Adalind is six — almost seven. She talks fast, drops word endings, mixes up sentence structures mid-sentence, and sometimes just trails off into silence when she gets distracted by something across the room. Getting Blip to reliably understand her turned out to be the hardest single problem in Phase 1.

Why kids' speech is harder

Speech recognition models are trained on data. The majority of that data is adult speech — podcasts, audiobooks, phone calls, recorded meetings. Children's voices are systematically underrepresented. Higher pitch, different formant frequencies, inconsistent pronunciation, more disfluencies (the "um"s and "uh"s and false starts). Error rates on standard models can be two to three times higher for young children versus adults.

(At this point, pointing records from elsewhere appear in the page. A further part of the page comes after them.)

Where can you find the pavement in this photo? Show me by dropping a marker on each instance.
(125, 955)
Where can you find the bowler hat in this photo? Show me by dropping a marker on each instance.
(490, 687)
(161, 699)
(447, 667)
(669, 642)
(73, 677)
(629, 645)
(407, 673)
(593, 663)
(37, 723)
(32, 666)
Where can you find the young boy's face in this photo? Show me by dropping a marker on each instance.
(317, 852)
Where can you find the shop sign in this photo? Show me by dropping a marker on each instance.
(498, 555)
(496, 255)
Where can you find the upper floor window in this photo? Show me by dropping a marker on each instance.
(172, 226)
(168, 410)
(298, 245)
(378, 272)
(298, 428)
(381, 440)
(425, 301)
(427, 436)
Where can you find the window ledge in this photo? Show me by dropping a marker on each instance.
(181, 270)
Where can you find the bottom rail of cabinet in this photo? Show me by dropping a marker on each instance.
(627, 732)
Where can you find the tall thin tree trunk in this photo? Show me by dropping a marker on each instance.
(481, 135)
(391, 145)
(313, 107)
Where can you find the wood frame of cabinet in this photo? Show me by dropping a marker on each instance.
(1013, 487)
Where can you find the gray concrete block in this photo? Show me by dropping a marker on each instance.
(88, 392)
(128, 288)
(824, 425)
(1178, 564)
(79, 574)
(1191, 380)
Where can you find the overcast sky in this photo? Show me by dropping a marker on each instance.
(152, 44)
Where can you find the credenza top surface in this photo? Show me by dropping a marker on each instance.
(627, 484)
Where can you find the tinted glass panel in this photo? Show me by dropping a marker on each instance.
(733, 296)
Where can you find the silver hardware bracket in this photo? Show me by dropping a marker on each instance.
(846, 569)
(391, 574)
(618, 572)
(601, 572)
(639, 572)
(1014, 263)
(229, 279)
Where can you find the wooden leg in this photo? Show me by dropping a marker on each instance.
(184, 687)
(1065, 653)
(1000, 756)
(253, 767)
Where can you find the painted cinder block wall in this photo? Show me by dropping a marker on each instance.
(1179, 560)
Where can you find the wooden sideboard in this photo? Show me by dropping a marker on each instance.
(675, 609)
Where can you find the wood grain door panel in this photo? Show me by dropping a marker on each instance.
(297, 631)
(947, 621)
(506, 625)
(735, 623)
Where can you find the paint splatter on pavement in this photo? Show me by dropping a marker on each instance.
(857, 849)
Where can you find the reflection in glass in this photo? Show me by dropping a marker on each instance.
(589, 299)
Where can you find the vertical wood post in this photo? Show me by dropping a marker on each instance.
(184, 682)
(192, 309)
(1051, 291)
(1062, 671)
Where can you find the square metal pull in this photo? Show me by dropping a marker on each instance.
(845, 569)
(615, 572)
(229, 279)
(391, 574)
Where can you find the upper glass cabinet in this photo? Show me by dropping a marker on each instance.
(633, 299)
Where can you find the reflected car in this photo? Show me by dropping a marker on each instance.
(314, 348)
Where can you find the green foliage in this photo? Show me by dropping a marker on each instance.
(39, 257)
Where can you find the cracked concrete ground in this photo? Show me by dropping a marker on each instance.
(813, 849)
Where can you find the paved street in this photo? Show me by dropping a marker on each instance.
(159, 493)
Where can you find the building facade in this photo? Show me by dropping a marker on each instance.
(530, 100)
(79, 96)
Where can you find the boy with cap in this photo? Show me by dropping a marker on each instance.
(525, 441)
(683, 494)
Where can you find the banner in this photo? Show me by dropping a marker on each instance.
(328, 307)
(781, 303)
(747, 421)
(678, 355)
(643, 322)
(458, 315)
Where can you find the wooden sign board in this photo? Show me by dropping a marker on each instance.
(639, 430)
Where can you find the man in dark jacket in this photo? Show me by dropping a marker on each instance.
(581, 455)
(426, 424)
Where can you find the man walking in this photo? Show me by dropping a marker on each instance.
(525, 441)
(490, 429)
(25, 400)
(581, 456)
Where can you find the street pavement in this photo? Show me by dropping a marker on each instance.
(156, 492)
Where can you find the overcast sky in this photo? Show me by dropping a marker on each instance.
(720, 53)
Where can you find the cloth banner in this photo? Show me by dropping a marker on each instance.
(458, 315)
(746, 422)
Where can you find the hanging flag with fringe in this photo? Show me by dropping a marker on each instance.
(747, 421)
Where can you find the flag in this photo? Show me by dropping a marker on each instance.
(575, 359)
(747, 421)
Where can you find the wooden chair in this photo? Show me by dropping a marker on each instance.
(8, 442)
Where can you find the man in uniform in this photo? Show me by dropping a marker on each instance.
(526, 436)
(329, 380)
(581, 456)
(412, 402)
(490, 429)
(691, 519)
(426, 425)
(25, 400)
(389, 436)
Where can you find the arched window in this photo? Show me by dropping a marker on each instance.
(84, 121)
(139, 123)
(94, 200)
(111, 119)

Jaxsen, at nine, is close enough to adult speech patterns that Whisper handles him well. Adalind at six is still in the harder zone. "Blip, can we do a spelling bee" came through as "Blip, can we do a stealing bee" on the first pass. Not terrible, but the failure modes matter when you're building something for a kid.

Watching them use it

These are raw clips from sessions at the desk — Jaxsen and Adalind working through spelling rounds with Blip. Faces blurred to keep it off the internet.

Session 1 — first spelling round

Session 2 — trying harder words

Session 3 — Adalind solo

Session 4 — longer back-and-forth

What actually helped

The biggest improvement came from the microphone, not the model. The Anker PowerConf S330 has a six-microphone array designed for conference room pickup — far-field, with beamforming and echo cancellation built in. Switching from a standard USB mic to this reduced my transcription errors by more than half. A better input signal is worth more than a better model.

Second: prompt conditioning. Whisper accepts an optional text prompt that biases the output toward expected vocabulary. I built a dynamic prompt from the current activity — if we're doing a spelling bee, the prompt seeds Whisper with common spelling-bee vocabulary. If Adalind says a word that's on the list, Whisper is more likely to transcribe it correctly.

Third: graceful degradation. When the transcription score is low or the result is short and ambiguous (one or two words that don't form a clear intent), Blip asks to repeat rather than guessing. Kids are fine with "Sorry, I didn't catch that — can you say it again?" Adults find it annoying. Kids just repeat.

What I still haven't solved

The trail-off problem. Adalind starts a sentence and stops when she gets distracted — leaving Blip waiting for a silence timeout and then transcribing half a thought. I haven't found a clean solution yet. Shorter silence timeouts help but create false cut-offs mid-sentence. Longer timeouts mean waiting longer when she genuinely finishes. There's no right answer; there's just a tradeoff.

I'm also planning to fine-tune a small model specifically on kids' speech at some point — not Whisper, but the local routing model (Llama-based). That's further out. For now, the hardware + prompt conditioning approach gets us to good-enough.

The practical lesson

If you're building voice interfaces for kids: spend the money on the microphone before you spend time tuning the model. The hardware ceiling on cheap mics is lower than you'd think, and no amount of model tuning compensates for a noisy, low-gain audio signal. Get the input right first.